Tendring Topics………on Line

Onward Christian soldiers……..

            The Religious Society of Friends (Quakers), of which I have been a member for over sixty years, is perhaps best known for its Peace Testimony, its practical peace-making, and its opposition to all wars.  This didn’t stop George Fox, founder of the Society, and other early Friends from using military imagery in proclaiming the truth of the Christian Gospel as they saw it.  Many of those early Friends were disillusioned ex-servicemen from Cromwell’s army. They declared that, using peaceful means, they were fighting The Lamb’s War against the forces of evil.  This thought was in my mind while I was composing last week’s blog.  I was delighted that our fellow-Christians in the Salvation Army had organised a Food Bank to help Clacton’s poor and that we Quakers were supporting it as individuals and as a Meeting.   I was glad that this palliative action was being taken by Christians of every tradition, nation-wide.

            On the other hand, I had been pleased to read in the Church Times that, in the House of Lords, the Bishop of Leicester had expressed concern that these Food Banks were becoming accepted as a normal part of the ‘welfare state’ – not simply as a timely and temporary remedy in an emergency.  The welfare of its citizens should be the concern and responsibility of the state, not left to the charity of its better-off citizens.

            Last week the Church Times recorded efforts by Christians of very different traditions to encourage the government to bear in mind the causes of ‘the western world’s’ current economic crisis and not to make scapegoats of the very people who are already suffering most as a result of it.

            Archbishop Welby, the new Archbishop of Canterbury and head of the Anglican Church world-wide, urged Chancellor of the Exchequer George Osborne to tackle the big banks whose irresponsibility and incompetence had been the primary cause of our problems.  As a member of the Parliamentary Commission on Banking Standards the Archbishop (whose knowledge and experience of the commercial world is at least equal to that of the Chancellor!) declared that, ‘Big complex banks are not only too big to fail; they’re too big to manage’. He went on to say that the Chancellor was, ‘continuing to defend the idea of a small group of absolutely colossal banks’, and asked, ‘if this lack of will to break them up and reduce them to a size that eliminated risk to the economy is not simply a recipe for a repetition of the disasters we’ve seen in the last few years?’
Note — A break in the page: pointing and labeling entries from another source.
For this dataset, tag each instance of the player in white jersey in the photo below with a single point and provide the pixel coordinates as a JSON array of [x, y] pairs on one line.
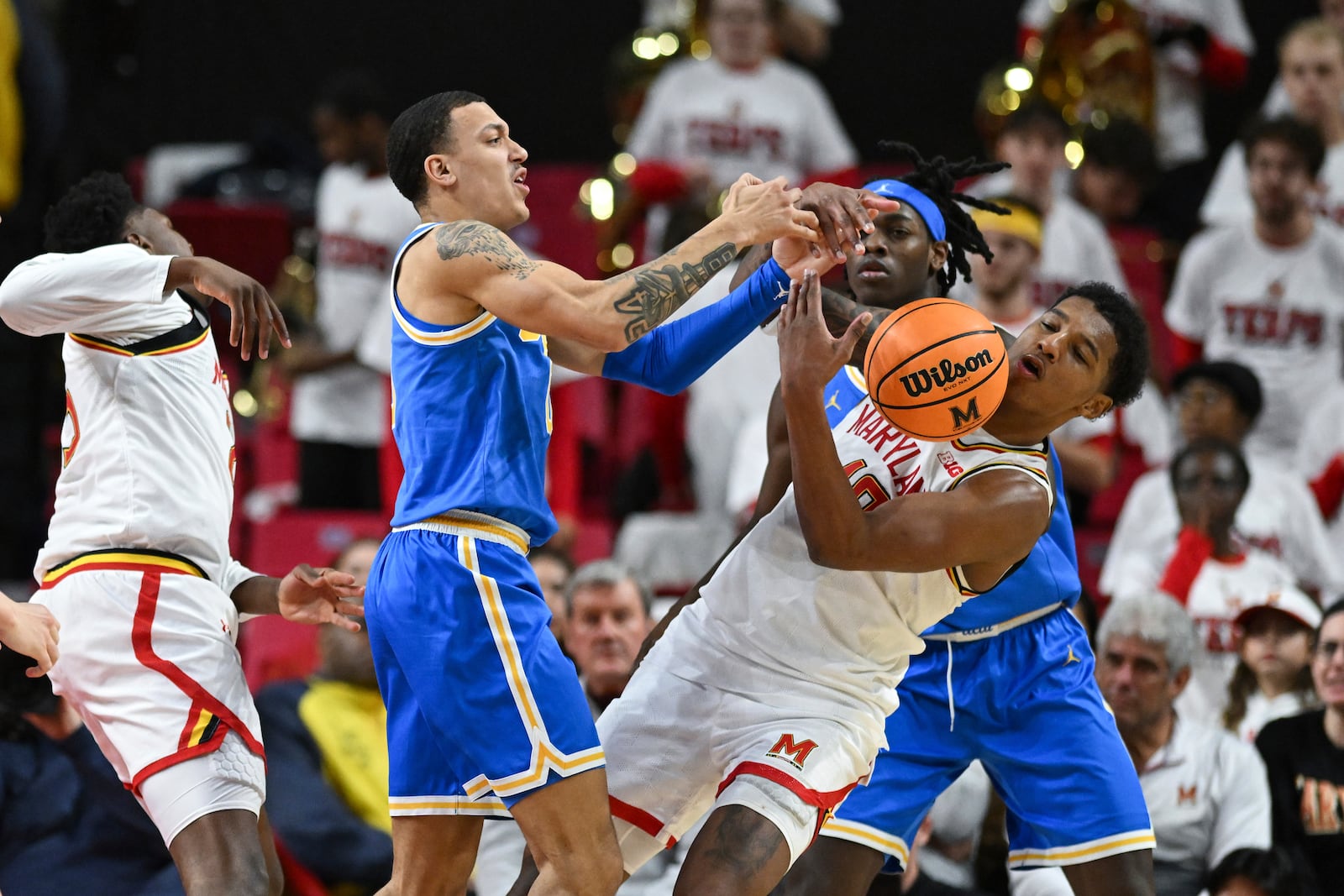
[[1310, 63], [766, 699], [136, 566], [1267, 293]]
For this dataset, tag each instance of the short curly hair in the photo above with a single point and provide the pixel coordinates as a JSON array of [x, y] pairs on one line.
[[93, 212], [420, 132], [1129, 365]]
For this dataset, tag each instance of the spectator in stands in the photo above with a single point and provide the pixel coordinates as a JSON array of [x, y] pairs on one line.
[[339, 406], [553, 569], [1305, 759], [327, 757], [1310, 58], [1273, 674], [1254, 872], [67, 825], [1267, 293], [1195, 46], [1320, 457], [706, 121], [1207, 793], [1117, 172], [606, 620], [1005, 291], [1211, 573], [703, 123], [1074, 246], [804, 29], [1221, 399]]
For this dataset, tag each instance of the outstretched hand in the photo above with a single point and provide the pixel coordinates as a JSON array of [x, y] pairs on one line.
[[253, 313], [810, 356], [313, 597], [844, 217], [765, 211], [30, 629]]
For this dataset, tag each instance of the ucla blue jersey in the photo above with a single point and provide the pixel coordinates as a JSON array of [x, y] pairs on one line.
[[470, 417], [1047, 577]]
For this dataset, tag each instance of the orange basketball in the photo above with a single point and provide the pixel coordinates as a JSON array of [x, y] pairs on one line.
[[936, 369]]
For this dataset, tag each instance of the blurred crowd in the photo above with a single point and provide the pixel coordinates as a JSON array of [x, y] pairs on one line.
[[1209, 513]]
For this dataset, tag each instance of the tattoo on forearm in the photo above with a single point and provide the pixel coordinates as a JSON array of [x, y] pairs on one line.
[[476, 238], [839, 312], [745, 841], [656, 291]]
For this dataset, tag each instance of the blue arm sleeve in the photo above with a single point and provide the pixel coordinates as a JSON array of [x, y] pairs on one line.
[[669, 358]]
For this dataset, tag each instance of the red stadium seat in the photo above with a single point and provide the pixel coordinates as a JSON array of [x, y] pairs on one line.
[[273, 647]]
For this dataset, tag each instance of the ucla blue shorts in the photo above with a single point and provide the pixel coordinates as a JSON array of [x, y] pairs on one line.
[[483, 707], [1023, 703]]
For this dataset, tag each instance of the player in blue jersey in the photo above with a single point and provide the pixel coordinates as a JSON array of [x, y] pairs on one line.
[[486, 715], [1005, 679]]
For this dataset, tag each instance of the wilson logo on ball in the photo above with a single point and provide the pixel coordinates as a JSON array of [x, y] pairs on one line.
[[944, 374]]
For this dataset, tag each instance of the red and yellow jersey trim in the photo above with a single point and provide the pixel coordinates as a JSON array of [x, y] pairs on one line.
[[112, 348], [129, 559], [1000, 449]]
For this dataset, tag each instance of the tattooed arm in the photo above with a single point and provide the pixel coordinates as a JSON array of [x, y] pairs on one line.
[[467, 268]]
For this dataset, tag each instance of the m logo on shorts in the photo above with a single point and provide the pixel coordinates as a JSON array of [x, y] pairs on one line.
[[792, 752]]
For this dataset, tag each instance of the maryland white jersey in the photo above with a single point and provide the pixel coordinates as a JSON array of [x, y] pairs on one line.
[[148, 441], [842, 638]]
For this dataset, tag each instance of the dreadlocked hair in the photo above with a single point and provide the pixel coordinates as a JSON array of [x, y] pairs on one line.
[[937, 179]]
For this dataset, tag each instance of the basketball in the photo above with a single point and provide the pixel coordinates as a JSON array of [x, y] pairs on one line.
[[936, 369]]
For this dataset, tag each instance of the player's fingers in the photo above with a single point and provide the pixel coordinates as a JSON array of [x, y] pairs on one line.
[[810, 221], [812, 293], [349, 625], [349, 607], [853, 333], [235, 322], [277, 322], [306, 574], [262, 327], [803, 231], [877, 204]]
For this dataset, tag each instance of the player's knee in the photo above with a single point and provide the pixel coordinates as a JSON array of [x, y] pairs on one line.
[[597, 872], [232, 875]]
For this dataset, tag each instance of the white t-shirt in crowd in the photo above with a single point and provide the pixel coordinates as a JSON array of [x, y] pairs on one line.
[[1074, 244], [1221, 590], [1277, 515], [773, 121], [1179, 101], [1207, 795], [1229, 199], [362, 221], [1278, 311]]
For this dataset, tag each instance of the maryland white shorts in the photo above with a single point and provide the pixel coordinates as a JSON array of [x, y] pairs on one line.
[[675, 748], [150, 664]]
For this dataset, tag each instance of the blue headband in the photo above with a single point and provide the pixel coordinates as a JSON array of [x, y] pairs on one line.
[[905, 192]]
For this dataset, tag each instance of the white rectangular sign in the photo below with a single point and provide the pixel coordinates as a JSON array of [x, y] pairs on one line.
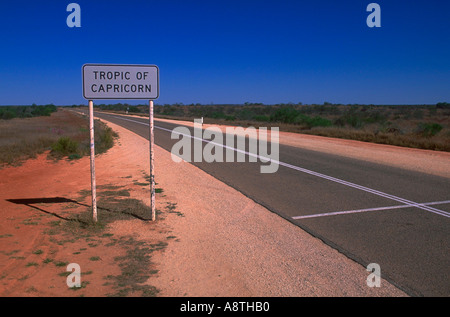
[[111, 81]]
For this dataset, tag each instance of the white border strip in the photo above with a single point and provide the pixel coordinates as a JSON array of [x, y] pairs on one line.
[[369, 209], [408, 203]]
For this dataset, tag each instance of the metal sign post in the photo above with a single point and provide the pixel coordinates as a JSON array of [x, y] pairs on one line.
[[92, 145], [114, 81], [152, 171]]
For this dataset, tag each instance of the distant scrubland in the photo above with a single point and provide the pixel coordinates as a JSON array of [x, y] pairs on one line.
[[64, 134], [417, 126]]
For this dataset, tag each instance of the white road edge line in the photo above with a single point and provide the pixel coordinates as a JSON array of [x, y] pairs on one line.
[[368, 209], [304, 170]]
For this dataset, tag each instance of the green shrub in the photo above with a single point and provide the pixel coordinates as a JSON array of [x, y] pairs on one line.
[[65, 146], [428, 129], [285, 115]]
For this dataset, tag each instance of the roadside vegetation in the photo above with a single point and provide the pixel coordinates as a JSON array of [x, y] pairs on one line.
[[416, 126], [63, 133], [10, 112]]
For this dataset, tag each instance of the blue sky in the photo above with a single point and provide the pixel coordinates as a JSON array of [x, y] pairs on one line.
[[274, 51]]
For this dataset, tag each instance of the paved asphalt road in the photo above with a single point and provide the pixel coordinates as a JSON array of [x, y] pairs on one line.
[[374, 223]]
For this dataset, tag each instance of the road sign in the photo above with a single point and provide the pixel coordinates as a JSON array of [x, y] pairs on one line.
[[113, 81]]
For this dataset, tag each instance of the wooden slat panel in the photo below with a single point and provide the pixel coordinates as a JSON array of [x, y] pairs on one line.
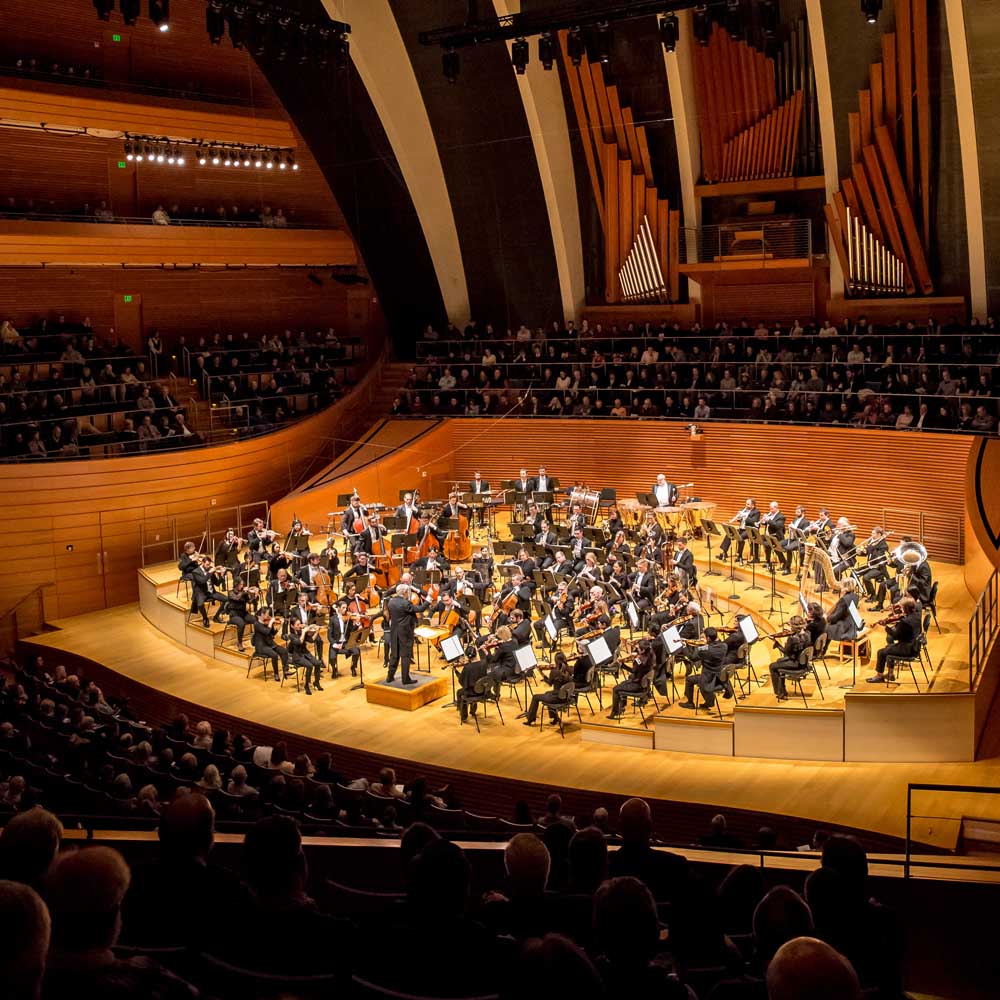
[[877, 96], [889, 82], [904, 61], [904, 211], [617, 123], [865, 120], [590, 154], [877, 179], [612, 260], [922, 83]]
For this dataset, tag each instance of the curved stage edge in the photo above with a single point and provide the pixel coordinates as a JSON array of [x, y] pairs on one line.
[[503, 763]]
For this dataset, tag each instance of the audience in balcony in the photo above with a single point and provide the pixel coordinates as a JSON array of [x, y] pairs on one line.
[[860, 375]]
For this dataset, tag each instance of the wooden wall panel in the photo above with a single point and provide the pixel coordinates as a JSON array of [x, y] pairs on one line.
[[98, 506], [183, 58], [192, 304], [857, 474]]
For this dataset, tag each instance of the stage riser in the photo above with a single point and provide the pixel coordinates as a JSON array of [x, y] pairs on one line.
[[910, 728], [788, 735]]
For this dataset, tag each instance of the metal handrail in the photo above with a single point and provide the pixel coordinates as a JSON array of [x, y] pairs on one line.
[[984, 625]]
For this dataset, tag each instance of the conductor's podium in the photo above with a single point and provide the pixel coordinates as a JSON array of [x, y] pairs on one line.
[[408, 697]]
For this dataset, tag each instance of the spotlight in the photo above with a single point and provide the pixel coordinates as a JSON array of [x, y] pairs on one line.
[[669, 31], [871, 10], [519, 55], [159, 13], [237, 19], [734, 19], [215, 21], [451, 63], [702, 26], [546, 50], [602, 42], [131, 9]]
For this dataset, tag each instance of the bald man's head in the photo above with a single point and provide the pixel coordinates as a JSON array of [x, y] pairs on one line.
[[808, 969], [635, 821]]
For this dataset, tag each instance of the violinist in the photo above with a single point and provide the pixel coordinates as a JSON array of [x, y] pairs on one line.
[[202, 589], [227, 552], [593, 613], [189, 561], [840, 625], [341, 627], [265, 628], [354, 526], [298, 542], [711, 659], [815, 621], [329, 558], [237, 601], [796, 641], [643, 666], [684, 563], [305, 612], [874, 575], [904, 631], [300, 656], [560, 675], [408, 511]]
             Much more recently the Archbishop has endorsed the strongly worded protest of over forty Church of England Bishops at the government’s attempt to solve the country’s economic problems by capping benefit payment increases at one percent, less than half the current rate of inflation. This, the Bishops said, would bring some 200,000 children into poverty. They asserted that at times of national financial crisis the vulnerable need extra – not less – help.

            Because of the Church of England’s ‘established church’ status Prime Ministers are closely involved with the filling of any Bishopric or Archbishopric that becomes vacant during their term of office. Could it be that David Cameron furthered the appointment of Justin Welby as Archbishop of Canterbury because of his Eton education and his wide and successful experience in the world of business before becoming an Anglican priest?  Had he imagined that that background made him ‘one of us’ and that he could be depended upon to support a government of millionaires, by millionaires and for millionaires?  It would have been understandable enough.  Some nine hundred years earlier King Henry II had made exactly the same mistake when he appointed his former close friend Thomas a Becket to that same post.

           I can well imagine the Prime Minister or the Chancellor of the Exchequer rhetorically  asking, in exasperation,  'will no-one rid me of this turbulent priest?'  Fortunately there is little risk of Archbishop Welby suffering the same fate as his martyred medieval predecessor.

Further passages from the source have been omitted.